Gönnen sich viele Menschen keinen Luxus mehr während und kurz nach der Coronakrise? Extrem teure Bekleidung, Champagner uvm, war das nicht mehr angesagt? Die Analyse dieser Frage ist recht einfach. Denn es genügt der Blick auf eine einzige Luxus-Aktie, die quasi als globaler Gradmesser dient für die Kauflaune besser betuchter Kundschaft. LVMH ist der weltweit größte Luxusgüter-Konzern. LVMH steht für “Moët Hennessy – Louis Vuitton” Der Name ist Programm. Der französische Konzern ist Eigentümer diverser Getränkemarken wie Moet, Dom Perignon, Hennessy uvm. Dazu Bekleidungsmarken wie Louis Vuitton, aber auch Dior, Fendi und Bulgari. Dazu Uhrenhersteller wie Hublot oder TAG Heuer, und noch viele Marken mehr (hier eine Gesamtübersicht).

Luxus läuft, LVMH macht trotz Coronakrise Gewinn

Betrachtet man LVMH, erhält man de facto ein gutes Bild über die weltweite Lage am Luxus-Markt. Die jüngsten Finanzdaten hatte LVMH schon letzte Woche veröffentlicht. Wir werfen heute mal einen Blick darauf. Und siehe da. Der Laden läuft. Im ersten Halbjahr hat LVMH 18,39 Milliarden Euro Umsatz gemacht, gerade mal 27 Prozent weniger als im ersten Halbjahr 2019. Und der Gewinn fiel um 68 Prozent! Ohhhh, doch so ein starker Einbruch? Dann läuft das Geschäft wohl doch nicht so schlecht? Nun, es ist immer noch ein Gewinn von 1,67 Milliarden Euro erwirtschaftet worden nach 5,3 Milliarden Euro im Vorjahr.

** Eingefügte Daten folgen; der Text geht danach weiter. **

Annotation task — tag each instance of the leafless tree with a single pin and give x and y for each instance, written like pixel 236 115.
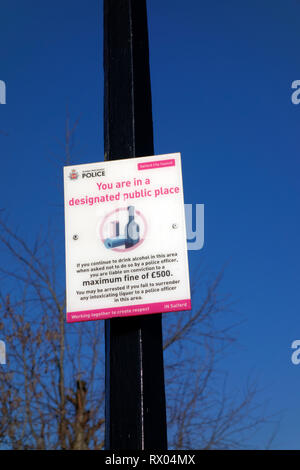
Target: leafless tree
pixel 52 387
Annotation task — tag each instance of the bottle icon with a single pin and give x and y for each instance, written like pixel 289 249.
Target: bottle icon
pixel 131 235
pixel 132 229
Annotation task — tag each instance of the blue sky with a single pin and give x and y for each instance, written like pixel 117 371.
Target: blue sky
pixel 221 86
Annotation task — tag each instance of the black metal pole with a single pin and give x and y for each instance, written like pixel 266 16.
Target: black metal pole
pixel 135 412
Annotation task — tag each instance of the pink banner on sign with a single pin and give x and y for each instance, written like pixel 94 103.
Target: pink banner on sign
pixel 142 309
pixel 156 164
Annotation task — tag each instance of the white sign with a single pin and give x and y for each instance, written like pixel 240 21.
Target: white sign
pixel 126 250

Also, es geht hier wohl um Jammern auf verdammt hohem Niveau. Mit Luxus lässt sich gutes Geld verdienen, und die Kunden kaufen. Aus den Aussagen von LVMH kann man entnehmen, dass vor allem Europa und die USA Probleme machten, aber Asien gut lief. Das liegt wohl am extrem schnellen und harten Lockdown in China, weshalb dort der Konsum danach auch schnell wieder anspringen konnte.

Man bedenke grundsätzlich: Flughäfen waren wochenlang weltweit geschlossen, und auch jetzt noch ist der Flugverkehr dramatisch niedriger als im Vorjahr. Und wo machen die Luxus-Hersteller viel Umsatz? In ihren Shops an den Flughäfen! Von daher ist es umso erstaunlicher, dass LVMH “nur” 27 Prozent Umsatz einbüßte, und immer noch einen saftigen Gewinn erwirtschaften konnte. Gewiss, man kann sagen, dass der Gigant der Luxus-Branche Umsatz verloren hat und deutlich weniger Gewinn machte. Aber solche Sorgen wie LVMH hätten zum Beispiel die Airlines oder Hotelketten nur all zu gerne.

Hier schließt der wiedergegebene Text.